Abstract

Interpretation and relevance of basic RGB colors in Digital Image-Based Colorimetry have been treated in this paper. The studies were carried out using the chromogenic model formed by the reaction between Ca(II) ions and glyoxal bis(2-hydroxyanil). It produced orange–red colored solutions in alkaline media. Individual basic color data (RGB) and also the total intensity of colors, Itot, were the original variables treated by Factorial Analysis. Te evaluation evidenced that the highest variance of the system and the highest analytical sensitivity were associated to the G color. However, after the study by Fourier transform the basic R color was recognized as an important feature in the information. It was manifested as an intrinsic characteristic that appeared differentiated in terms of low frequency in Fourier transform. The Principal Components Analysis study showed that the variance of the system could be mostly retained in the first principal component, but was dependent on all basic colors.The colored complex was also applied and validated as a Digital Image Colorimetric method for the determination of Ca(II) ions.
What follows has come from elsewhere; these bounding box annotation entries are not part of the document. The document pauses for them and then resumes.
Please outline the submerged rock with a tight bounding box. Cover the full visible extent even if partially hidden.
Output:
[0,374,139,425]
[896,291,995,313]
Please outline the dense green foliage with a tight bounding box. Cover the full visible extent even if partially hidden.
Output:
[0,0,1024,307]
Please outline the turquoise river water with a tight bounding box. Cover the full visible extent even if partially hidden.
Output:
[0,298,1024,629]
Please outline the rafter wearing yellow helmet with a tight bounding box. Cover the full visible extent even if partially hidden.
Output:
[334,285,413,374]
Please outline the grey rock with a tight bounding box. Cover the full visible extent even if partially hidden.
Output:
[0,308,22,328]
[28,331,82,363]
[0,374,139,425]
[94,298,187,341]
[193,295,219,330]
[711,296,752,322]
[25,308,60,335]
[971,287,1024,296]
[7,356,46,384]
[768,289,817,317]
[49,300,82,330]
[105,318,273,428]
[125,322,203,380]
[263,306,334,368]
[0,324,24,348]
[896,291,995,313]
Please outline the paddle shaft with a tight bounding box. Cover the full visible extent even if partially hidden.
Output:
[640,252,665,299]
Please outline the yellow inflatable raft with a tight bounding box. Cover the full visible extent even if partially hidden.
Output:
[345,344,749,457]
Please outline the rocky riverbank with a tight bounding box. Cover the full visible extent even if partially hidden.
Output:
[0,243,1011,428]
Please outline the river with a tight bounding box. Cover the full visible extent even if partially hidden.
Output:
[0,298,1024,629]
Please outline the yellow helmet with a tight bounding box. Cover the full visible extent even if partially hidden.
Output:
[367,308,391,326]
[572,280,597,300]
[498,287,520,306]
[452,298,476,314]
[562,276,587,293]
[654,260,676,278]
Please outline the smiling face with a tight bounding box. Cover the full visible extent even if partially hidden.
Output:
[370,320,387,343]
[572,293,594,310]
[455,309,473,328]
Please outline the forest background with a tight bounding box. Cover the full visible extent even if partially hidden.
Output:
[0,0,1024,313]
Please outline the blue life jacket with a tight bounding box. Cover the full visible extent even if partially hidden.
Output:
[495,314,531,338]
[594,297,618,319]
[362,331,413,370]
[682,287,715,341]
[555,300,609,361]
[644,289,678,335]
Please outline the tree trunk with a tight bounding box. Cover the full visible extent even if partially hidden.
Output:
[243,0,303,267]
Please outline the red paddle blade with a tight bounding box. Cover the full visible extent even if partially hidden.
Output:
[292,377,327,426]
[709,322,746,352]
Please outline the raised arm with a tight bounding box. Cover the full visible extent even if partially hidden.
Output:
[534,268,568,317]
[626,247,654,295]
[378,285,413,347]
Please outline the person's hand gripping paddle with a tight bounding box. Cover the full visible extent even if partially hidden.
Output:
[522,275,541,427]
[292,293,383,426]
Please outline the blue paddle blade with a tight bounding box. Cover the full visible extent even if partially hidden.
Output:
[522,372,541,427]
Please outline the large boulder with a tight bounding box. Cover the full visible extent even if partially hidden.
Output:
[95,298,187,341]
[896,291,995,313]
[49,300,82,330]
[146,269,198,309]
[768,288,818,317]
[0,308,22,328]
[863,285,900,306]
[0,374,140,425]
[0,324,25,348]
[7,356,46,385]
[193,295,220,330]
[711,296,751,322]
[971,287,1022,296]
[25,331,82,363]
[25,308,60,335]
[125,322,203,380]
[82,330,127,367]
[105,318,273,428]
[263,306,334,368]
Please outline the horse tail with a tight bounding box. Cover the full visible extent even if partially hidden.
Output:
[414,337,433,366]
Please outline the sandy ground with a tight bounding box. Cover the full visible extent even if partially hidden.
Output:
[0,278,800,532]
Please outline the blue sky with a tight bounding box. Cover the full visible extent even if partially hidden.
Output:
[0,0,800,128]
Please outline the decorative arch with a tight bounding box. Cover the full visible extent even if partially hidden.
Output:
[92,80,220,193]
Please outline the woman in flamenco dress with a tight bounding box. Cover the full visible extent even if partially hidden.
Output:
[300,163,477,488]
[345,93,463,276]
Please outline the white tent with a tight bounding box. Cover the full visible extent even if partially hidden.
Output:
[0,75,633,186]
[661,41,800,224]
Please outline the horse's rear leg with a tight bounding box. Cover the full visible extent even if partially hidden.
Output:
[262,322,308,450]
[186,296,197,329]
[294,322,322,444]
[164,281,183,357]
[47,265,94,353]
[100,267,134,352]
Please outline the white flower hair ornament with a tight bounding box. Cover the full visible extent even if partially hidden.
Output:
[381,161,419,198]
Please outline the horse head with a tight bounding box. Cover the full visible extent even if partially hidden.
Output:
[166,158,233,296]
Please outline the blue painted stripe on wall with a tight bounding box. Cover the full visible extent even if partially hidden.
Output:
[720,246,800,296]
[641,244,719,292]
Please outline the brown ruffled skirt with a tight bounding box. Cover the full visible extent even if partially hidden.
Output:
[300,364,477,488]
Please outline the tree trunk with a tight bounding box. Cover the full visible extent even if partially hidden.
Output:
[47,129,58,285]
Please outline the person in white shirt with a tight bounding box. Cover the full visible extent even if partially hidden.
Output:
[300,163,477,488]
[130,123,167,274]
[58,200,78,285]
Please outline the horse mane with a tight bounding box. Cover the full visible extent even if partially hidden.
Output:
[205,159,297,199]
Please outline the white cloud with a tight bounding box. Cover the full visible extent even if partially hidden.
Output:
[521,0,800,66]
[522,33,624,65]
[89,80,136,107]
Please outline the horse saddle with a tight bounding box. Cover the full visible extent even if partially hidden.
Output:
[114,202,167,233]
RGB intensities were linearly correlated with Ca(II) in the range 0.2–2.0mgL−1. In the best conditions, using green color, a simple and reliable method for Ca determination could be developed. Its detection limit was established (criterion 3s) as 0.07mgL−1. And the reproducibility was lower than 6%, for 1.0mgL−1 Ca. Other chromatic parameters were evaluated as dependent calibration variables. Their representativeness, variance and sensitivity were discussed in order to select the best analytical variable.The potentiality of the procedure as a field and ready-to-use method, susceptible to be applied ‘in situ’ with a minimum of experimental needs, was probed. Applications of the analysis of Ca in different real water samples were carried out. Water of the city net, mineral bottled, and natural-river were analyzed and results were compared and evaluated statistically. The validity was assessed by the alternative techniques of flame atomic absorption spectroscopy and titrimetry. Differences were appreciated but they were consistent with the applied methods.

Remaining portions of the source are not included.